Os tropas do dito aquartelamento lá andavam. Com pouco que fazer. A actividade resumia-se ao render da sentinela, ao hastear da bandeira e a uma ou outra parada em dias de cerimónia oficial (que terminavam, invariavelmente, com vivas inflamados ao aborígene de Santa Comba e a bem da Nação! Claro!). A guerra passava-lhes ao lado. A nós também. Afinal os turras andavam longe, pelo Norte da Província. A frente Leste não tinha, ainda, sido aberta. Fustigavam a Pedra Verde. Nambuamgongo. Nóqui.





Nomes que os anos quentes da guerra mitificaram e que inspiravam respeito. Muito respeito e à volta dos quais se fazia um silêncio que amedrontava quando eram pronunciados. Pela Rádio pouco se sabia e no Jornal nada se lia. Quando – de quando em quando – nos chegavam os ecos dos combates, através de relatos que em surdina passavam de boca em boca, sentíamos o medo que seria cair numa emboscada no seio daquele mato imenso, colossal e escuro. Quase nos parecia ouvir o barulho do capim e o tilintar das catanas inimigas e baionetas que, no início da guerra, adornavam as Mausers dos (nossos) combatentes. Eram aqueles nomes que, afinal, nos lembravam que vivíamos uma guerra que parecia, pacientemente, sem pressas, esperar por cada um de nós. A nossa vez haveria de chegar! Era, talvez, a única certeza!

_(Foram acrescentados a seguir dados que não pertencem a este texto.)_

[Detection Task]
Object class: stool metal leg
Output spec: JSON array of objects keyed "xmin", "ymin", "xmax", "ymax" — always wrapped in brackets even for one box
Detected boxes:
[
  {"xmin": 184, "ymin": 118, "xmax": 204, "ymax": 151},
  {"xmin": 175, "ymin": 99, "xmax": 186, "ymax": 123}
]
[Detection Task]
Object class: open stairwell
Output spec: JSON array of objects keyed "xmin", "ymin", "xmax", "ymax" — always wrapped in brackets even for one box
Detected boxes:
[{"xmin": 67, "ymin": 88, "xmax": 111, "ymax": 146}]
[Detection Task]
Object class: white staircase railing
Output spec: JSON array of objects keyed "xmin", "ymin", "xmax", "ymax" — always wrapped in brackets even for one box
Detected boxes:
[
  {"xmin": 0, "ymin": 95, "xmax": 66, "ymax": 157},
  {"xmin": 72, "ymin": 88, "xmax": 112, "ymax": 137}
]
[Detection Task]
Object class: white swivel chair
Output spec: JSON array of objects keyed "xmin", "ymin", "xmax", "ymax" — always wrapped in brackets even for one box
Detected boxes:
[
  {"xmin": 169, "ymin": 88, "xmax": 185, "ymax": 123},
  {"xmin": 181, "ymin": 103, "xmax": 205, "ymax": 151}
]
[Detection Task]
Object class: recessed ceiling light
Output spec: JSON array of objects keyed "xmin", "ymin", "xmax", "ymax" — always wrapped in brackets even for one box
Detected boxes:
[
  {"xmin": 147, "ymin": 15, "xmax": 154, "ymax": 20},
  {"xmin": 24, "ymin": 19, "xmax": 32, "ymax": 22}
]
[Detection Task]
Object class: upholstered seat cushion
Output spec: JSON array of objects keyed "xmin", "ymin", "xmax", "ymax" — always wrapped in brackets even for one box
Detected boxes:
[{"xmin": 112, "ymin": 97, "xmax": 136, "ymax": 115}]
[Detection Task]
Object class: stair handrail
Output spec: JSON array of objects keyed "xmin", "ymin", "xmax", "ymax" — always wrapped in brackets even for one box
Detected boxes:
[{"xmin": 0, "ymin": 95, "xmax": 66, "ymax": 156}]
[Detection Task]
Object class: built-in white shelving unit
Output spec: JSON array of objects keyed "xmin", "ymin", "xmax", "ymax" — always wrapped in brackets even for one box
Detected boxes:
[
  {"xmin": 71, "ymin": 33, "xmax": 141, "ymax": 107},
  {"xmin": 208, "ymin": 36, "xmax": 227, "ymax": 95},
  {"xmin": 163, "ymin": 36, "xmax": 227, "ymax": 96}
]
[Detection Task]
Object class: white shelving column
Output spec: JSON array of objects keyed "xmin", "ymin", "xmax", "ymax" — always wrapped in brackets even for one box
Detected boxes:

Enquanto tardava essa hora que julgávamos fatal, a Rua era a nossa (na)morada dilecta e o Sol um companheiro que nunca nos abandonava. Mesmo quando o dia já cansado, inevitavelmente, se vestia de negro, adormecíamos com a certeza que logo pela manhã, ao romper do dia, lá estaria de novo aquele companheiro quente e luminoso a acordar-nos pelas frestas da janela.

Fora de casa é que estávamos bem. Jogávamos à bola no Parque da Vila – palco de tantas aprendizagens – com pontapés que levavam muitas vezes, para nosso desalento, a borrachinha em voo sem regresso sobre o muro e as mangueiras do quintal do velhote Lemos. Trepávamos as buganvílias e as árvores que serpenteavam a Rua de Trás, onde as (mães) pretas montavam banca e vendiam os inigualáveis doces de jinguba. Rodávamos filmes de Cowboys e Indíos, dirigidos com mestria e imaginação pelo Zé Lemos (qual Spielberg!). Fugíamos para o Rio e para a Lagoa do John. Construíamos e afundávamos jangadas de bananeiras.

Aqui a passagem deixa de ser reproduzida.